Is multiprocess Dataloader for IterableDataset keeping the order of original interable?

Emerald01 · June 27, 2020, 6:16am

Hi,

I have a question here.

I derive the IterableDataset so it can yield my data. In particular, my input data is a list that I care for the order because later I need to make sure that my output still follows the same order as input. Although more complicated than this, essentially it can be thought as [1,2,3,4…]

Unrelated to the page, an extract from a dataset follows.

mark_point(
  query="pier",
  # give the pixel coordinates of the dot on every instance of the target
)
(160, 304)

Then I use Dataloader with multiple workers like the following

loader = DataLoader(iterable_dataset, batch_size=256, num_workers=2, worker_init_fn=worker_init_fn)
for batch in loader:
    print(batch)

However, I find the batch is strictly following the original order of the iterable [1,2,3,4]. Even I on purpose delay the first worker which is outputting 1 and 2, and the second worker for 3 and 4, this for loop is still yielding data in the original order, i.e., 1, 2, 3, 4. That makes me believe that the async DataLoader here, although they are processing data in parallel (I timing the worker process right before each yield, and I am pretty sure both workers start to work separately at time 0), they will communicate to always keep the original order of the dataset. For example, if 2,3,4 are all ready at the earlier time but they will be blocked and wait for 1 to finish and finally only allow the yield order to be 1,2,3,4

Is this an expected behavior? It looks true to me and I feel it is sub-optimal as it is not a real queue. If this is the case, I am okay but I am curious which line of source code takes care of that, if it is not, could you please hint if I have some misunderstanding or code error so it looks like this?

Thank you so much!

mrshenli · June 28, 2020, 9:41pm

cc @vincentqb for dataloader questions